By Isaac Schorr
Tuesday, August 25, 2020
The greatest crime of the New York Times may not
be its abiding bias, but a consequence of that bias: It’s terribly boring. This
morning, the Times’ homepage greeted visitors with three topline stories
about the Republican National Convention (RNC). The first, a reported piece, is
called, “Nominating Trump, Republicans Rewrite His Record.” The second, filed
as “News Analysis,” is entitled, “The Republicans Promised Uplift and Then Tried
to Rewrite History.” The third is a link to an ostensible fact-check of the
evening that preempts any judgement of specific statements or claims last night
by priming readers. Per the arbiters of truth, Republicans “lashed out at
Democrats” by “repeatedly offering false or misleading characterizations” and
“tried to portray President Trump in a positive light . . . often exaggerating
his successes and glossing over the shortcomings in his handling of the
pandemic.” Did you get that? Republicans are lashing out — and rewriting
history.
Oddly, the Times’ reporters, “analysts,” and
fact-checkers have conveniently forgotten what they had recognized just a week
prior: Political conventions are designed to highlight the successes and mostly
ignore the shortcomings of their party’s nominees. The Times was
noticeably less worried about hyperbole after the first night of the Democratic
National Convention (DNC), which it described as “a vivid illustration of how
both the pandemic and widespread opposition to President Trump have upended the
country’s politics.” Its reporters saw little value in fact-checking a young
woman’s claim that Donald Trump was personally responsible for the death of her
father. Instead, they described it as “an arresting moment, and one that reinforced
the urgency the party hoped to impart.” Left-wing embellishment is captivating
and politically potent. Right-wing red meat is Orwellian.
The reason for the differential treatment is not, as
CNN’s Daniel Dale contends, that the GOP resorts to exaggeration, half-truths,
and outright lies markedly more often than their counterparts, but that the
media begins with the premise that reality has a liberal bias and works
backward from there.
Take for example their labeling of a claim by former
ambassador Nikki Haley that “Obama and Biden let Iran get away with murder and
literally sent them a plane full of cash” as “half true.” The fact-checkers
acknowledge that the Obama administration did in fact send a plane loaded with
over $400 million to Tehran, but balks because it is “it is doubtful that the
Obama administration could have stopped Iranian forces from killing” protesters
in the aftermath of the rigged 2009 Iranian elections.
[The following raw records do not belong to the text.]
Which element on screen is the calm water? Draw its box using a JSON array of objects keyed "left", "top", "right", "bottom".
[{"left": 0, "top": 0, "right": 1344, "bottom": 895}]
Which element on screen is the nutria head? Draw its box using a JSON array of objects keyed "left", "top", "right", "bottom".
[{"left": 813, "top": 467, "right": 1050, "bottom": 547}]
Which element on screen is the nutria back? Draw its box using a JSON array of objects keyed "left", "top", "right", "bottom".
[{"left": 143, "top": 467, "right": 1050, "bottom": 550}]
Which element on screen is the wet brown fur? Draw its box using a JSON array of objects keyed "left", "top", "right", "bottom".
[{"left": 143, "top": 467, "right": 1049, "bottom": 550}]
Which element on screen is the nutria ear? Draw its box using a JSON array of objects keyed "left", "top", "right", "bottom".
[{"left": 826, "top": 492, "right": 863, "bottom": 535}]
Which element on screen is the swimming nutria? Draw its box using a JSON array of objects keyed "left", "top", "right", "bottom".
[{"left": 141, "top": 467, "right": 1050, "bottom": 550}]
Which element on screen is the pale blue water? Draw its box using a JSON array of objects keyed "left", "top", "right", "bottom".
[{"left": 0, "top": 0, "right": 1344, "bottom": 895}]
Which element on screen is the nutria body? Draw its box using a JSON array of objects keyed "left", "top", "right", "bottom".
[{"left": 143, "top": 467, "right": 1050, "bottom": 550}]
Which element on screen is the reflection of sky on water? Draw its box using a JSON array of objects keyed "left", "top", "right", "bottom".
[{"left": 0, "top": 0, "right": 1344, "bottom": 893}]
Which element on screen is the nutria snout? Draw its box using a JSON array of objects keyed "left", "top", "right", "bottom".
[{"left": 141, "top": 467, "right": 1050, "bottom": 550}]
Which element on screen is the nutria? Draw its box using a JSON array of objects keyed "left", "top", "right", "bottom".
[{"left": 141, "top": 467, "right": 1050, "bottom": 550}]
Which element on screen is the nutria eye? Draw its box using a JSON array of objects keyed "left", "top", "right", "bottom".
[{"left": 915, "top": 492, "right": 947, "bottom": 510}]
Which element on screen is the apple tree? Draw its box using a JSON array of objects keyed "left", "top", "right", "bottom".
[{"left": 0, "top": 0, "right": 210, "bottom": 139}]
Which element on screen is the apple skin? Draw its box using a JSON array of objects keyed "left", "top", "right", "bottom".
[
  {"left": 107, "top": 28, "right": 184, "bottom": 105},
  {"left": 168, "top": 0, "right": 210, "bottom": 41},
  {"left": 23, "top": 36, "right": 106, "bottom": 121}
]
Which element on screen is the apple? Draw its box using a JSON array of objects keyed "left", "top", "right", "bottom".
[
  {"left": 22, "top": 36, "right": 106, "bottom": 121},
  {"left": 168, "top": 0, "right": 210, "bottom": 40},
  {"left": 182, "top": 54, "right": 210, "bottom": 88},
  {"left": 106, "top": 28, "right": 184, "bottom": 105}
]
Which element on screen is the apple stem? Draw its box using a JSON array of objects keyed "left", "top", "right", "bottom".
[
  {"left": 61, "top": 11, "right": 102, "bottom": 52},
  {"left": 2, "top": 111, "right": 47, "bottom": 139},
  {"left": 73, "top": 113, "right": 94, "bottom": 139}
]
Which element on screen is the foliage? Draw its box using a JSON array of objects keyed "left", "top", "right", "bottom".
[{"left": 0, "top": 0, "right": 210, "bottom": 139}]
Yet it is common
knowledge that Obama was reluctant to issue a statement in support of the
protesters and mealy-mouthed when he did.
Similarly, they embraced Andrew Cuomo’s absurd and
contrived “European virus” pet theory to call Donald Trump Jr.’s claim that
COVID-19 arrived here “courtesy of the Chinese Communist Party (CCP)”
“misleading.” Deliberately misunderstanding Trump Jr.’s intent to convey that
the CCP failed to contain the virus in Wuhan and did not provide the
international community with accurate information on its origin and scope, the Times
explains that “many people in New York, for example, were infected by travelers
returning from countries in Europe.”
Compare the intentionally uncharitable parsing of every
claim made by RNC speakers with the preamble of the Times’s DNC fact-check.
While acknowledging that some speakers “veered” from the truth “at times,” it
asserted that “the substance of the remarks coupled with the scripted, vetted
and, in some cases, prerecorded nature of the convention left little to fact
check.”
The bias at the Times doesn’t just make for bad
journalism, it makes for convoluted, repetitive, and boring writing: think
“Republicans pounce,” or in this case “Republicans rewrite.” Partisan
gatherings such as the DNC and RNC are indeed rife with misleading claims and
unfair portrayals of opponents, but the Times has predictably decided to
hold only the latter to strict, even unattainable standards.